Creation of text corpus from arxiv archives

In this notebook you will create a corpus of documents for further processing with LDA routines. For this, you will follow the following steps:

Download of data from arxiv using the API
Extraction of dates and abstracts of each paper
Removal of stopwords and stemming
Formatting the corpus according to the format of topic modeling routines

1. Data download (35 min)

Before implementing this section, you should carry out the following tasks on your web browser:

Go to the webpage http://www.arxiv.org, and explore the site. Make sure to use the search function, and analyze what information is provided for each paper in the database
Read now information on the arxiv API at http://arxiv.org/help/api/user-manual. Go through the following sections: 1, 2, 3.1 to 3.3, 4 (python only), and 5. Test while you read using your web browser.

Now, you are ready to download a feed with information of your choice. The following fragment of code will build an URL of your choice, and retrieve the desired data into a string. Fill in the required information, and make sure you download on a simple request 1000 documents of the category of your choice. Note that, when accessing the API, the documents will be sorted out according to relevance.



In [8]:

    
import urllib

# The following line should be used to define your query. You can download
# from a particular category, all documents that contain a particular word, etc ...
s_q = 'search_query=cat:cs.CV' 

m_r = 'max_results=1000'
url = 'http://export.arxiv.org/api/query?' + s_q + '&' + m_r

#Uncommnet the following line if you want to check the correctness of your url in a web browser
#print url

#Uncomment the following line when you are done with the design of the query, and want to download
#the query to your python variable 'data' 
#data = urllib.urlopen(url).read()
print str(len(data)) + ' characters retrieved'

2. Extraction of dates and abstracts (10 min)

The following piece of code shows how we can access the relevant information. First, we create a feed object so that we can access relevant information more easily. With the provided code, you can check that there are 1000 entries, each one corresponding to one paper, and the dates of publication, title, and abstract, can also be easily accessed for each entry



In [17]:

    
import feedparser

feed = feedparser.parse(data)

#in feed.entries we have one object per each retrieved paper
print str(len(feed.entries))

#We now show how to access the title, publication date, and abstract of the paper
print feed.entries[0].title
print feed.entries[0].summary
print feed.entries[0].published

To complete this section, students are requested to create two lists: 'dates' and 'abstracts', keeping in each of them the dates and abstracts of the papers retrieved in the query. Note that python has other structures (tuples) that can be used for storing this information in a more organized way. For simplicity, here we will just recur to lists.

Complete the required piece of code.
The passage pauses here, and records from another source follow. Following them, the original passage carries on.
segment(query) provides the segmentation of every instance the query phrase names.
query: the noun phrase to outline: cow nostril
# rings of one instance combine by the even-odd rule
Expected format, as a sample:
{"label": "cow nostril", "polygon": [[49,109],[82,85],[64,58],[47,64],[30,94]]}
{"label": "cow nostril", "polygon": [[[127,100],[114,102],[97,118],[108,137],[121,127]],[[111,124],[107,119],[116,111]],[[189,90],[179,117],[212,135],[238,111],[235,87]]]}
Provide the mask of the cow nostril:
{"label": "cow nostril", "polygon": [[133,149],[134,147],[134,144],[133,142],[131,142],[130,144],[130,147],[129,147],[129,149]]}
The solution is provided in the next block, but try not to cheat and get yourself a working implementation.



In [18]:

    
dates = list()
abstracts = list()
#for ...



In [36]:

    
## Solution ####
## Do not cheat ####
#dates = list()
#abstracts = list()
#for entry in feed.entries:
#    dates.append(entry.published[0:4])
#    abstracts.append(entry.summary)

3. Removing stopwords and stemming (15 min)

Before proceeding further, it is necessary to preprocess the text in the abstracts to perform the following tasks:

Decomponse the text into words, removing punctuations signs and other irrelevant symbols
Stemming: Using a dictionary, we keep the stem of each word. This way, verb forms collapse to the same stem, plurals are removed, etc.
Stopwords: Removal of very common words, known as stopwords

To perform these tasks we will recur to the functions implemented in the 'Natural Language Toolkit' (nltk) module. In the following we show how each of these tasks can be performed for a single abstract using the available functions and dictionaries. Please, note that the developed code is not very 'pythonic'. These implementations are as simple as possible and try to use just the basic functionality that was introduced in the previous notebook, but with python smarter implementations are possible and preferred.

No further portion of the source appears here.